In Italia interrompere una gravidanza tenendo insieme i 3 criteri di sicurezza, libertà e discrezione è sempre stata una faccenda complicata. Sicurezza significa infatti controllo medico, ma è difficile ottenerlo in un Paese dove l’obiezione di coscienza sull’aborto è praticata da una media di 7 dottori su 10. Chi riesce a dribblarli e accedere alle strutture ospedaliere deve poi spesso affrontare ulteriori percorsi di colpevolizzazione e anche violenze psicologiche, che vanno dal ricovero nelle stesse stanze dove ci sono le puerpere alla negazione degli antidolorifici dopo l’intervento.

Le denunce delle donne

Sono anni che le associazioni contro la violenza alle donne denunciano queste cose, che rappresentano una sistematica violazione della legge 194 – approvata nel 1978 e confermata da un referendum nel 1981 – e un’indebita limitazione della libertà di scelta, ma le forze politiche sono state trasversalmente sorde. L’aborto è infatti una questione ancora rovente e irrisolta, costantemente a rischio di revisione. In questo scenario la pillola RU486 – da non confondersi con la cosiddetta pillola del giorno dopo, che è un contraccettivo d’emergenza da assumere solo nelle 72 ore successive a un rapporto sessuale non protetto – ha rappresentato un passo avanti importante per le donne che scelgono di non diventare madri entro i primi 2 mesi di gravidanza.

Cos’è la RU486

Il farmaco è un abortivo chimico utilizzato in sicurezza in tutto il mondo occidentale e si assume con una prescrizione medica, ma a casa propria, in tranquillità e privacy, portando via agli obiettori di coscienza l’ingiustificato potere di rendere più complicata la scelta delle donne.

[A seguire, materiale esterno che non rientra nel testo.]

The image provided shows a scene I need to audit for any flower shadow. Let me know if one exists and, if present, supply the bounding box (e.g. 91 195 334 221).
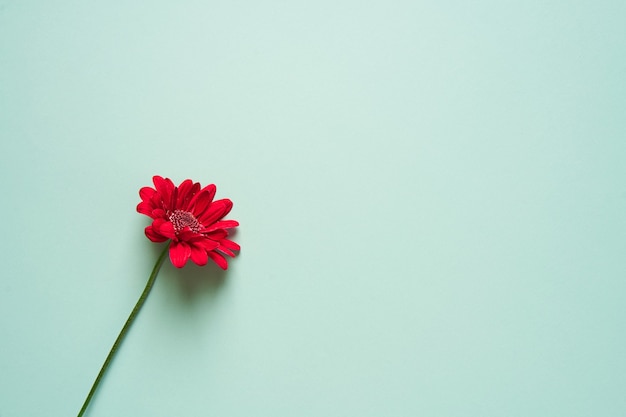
154 245 228 305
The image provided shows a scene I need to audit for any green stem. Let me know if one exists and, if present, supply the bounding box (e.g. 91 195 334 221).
78 245 169 417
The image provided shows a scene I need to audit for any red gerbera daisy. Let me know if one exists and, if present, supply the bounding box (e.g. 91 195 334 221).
137 175 239 269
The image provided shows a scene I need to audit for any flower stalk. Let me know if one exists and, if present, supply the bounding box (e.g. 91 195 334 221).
78 245 169 417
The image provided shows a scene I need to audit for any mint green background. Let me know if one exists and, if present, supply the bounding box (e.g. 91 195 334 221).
0 0 626 417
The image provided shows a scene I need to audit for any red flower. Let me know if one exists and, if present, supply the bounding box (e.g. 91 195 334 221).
137 175 239 269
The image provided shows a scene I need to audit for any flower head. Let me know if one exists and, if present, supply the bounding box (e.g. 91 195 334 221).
137 175 239 269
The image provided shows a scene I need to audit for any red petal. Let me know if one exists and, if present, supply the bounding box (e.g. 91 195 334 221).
203 220 239 232
198 198 233 227
145 226 167 242
219 246 235 258
193 191 212 218
189 184 216 211
207 250 228 270
152 218 176 239
170 242 191 268
191 245 209 266
139 187 156 201
193 236 220 251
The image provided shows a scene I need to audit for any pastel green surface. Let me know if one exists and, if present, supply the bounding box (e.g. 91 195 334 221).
0 0 626 417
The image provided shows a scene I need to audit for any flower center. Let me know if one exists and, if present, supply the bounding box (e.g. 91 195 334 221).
170 210 202 233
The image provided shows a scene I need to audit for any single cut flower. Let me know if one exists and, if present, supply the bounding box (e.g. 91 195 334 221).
137 175 239 269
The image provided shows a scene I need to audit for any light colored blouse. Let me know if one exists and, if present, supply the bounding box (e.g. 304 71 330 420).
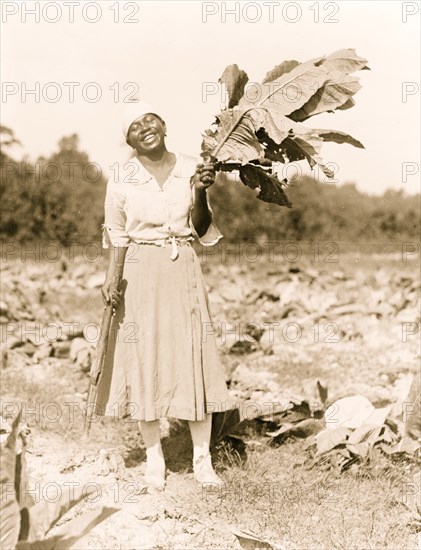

Il tempo utile diventa di 9 settimane

Per questo motivo alcune Regioni a guida conservatrice hanno in questi anni preteso che anche l’assunzione della RU486 avvenisse negli ospedali, con un ricovero obbligatorio di 3 giorni, in modo da riportare la scelta delle donne in mano agli obiettori. L’ultima Regione a tentare di farlo è stata l’Umbria, che 2 mesi fa ha affermato di applicare le linee guide dell’Istituto superiore di sanità e di imporre il ricovero solo per «proteggere la salute delle donne ».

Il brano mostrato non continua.